It's called the Human Development Index. How do we grow an economy? How do we increase Real GDP per capita? GDP includes spending on medical care, but does not address whether life expectancy or infant mortality have risen or fallen.
GDP has nothing to say about the level of inequality in society. Regional variations in income and spending: National data can hide regional variations in output, employment and income per head of the population Inequalities in income and wealth: Average mean incomes might rise but inequality could grow Leisure and working hours and working conditions: An increase in real GDP might have been achieved at the expense of leisure time if workers are working longer hours or if working conditions have deteriorated Imbalances between consumption and investment: High levels of investment as a share of GDP might be superb for creating extra capacity to produce but at the expense of consumer goods and services for the current generation Changes in life expectancy: Improvements in life expectancy don't always show through in GDP accounts.
The standard of living in, for example, or was not affected only by how much money people had—it was also affected by what they could buy.

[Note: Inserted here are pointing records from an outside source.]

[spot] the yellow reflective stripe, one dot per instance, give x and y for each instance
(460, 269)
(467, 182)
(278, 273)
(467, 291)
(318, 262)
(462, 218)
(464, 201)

Application and Shortcomings While standard of living is a complex topic with no universally objective measurement, rising global income since the Industrial Revolution has undeniably been accompanied by global poverty reduction, improved life expectancy, increased investment in technology development and a high material standard of living in general.

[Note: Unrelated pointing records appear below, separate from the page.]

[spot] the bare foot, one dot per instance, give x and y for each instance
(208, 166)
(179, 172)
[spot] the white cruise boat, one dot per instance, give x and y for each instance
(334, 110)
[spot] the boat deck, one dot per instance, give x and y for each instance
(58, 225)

If people are led by a rising fear of crime, to pay for installation of bars and burglar alarms on all their windows, it is hard to believe that this increase in GDP has made them better off. GDP per capita misses the distribution of income.
It combines measures of life expectancy, education, and standard of living. In certain cases, it is not clear that a rise in GDP is even a good thing.
However, GDP per capita is far from perfect. So, you might think that all three countries have similar living standards.
One caveat: For reasons to be discussed shortly, GDP per capita can give us only a rough idea of the differences in living standards across countries.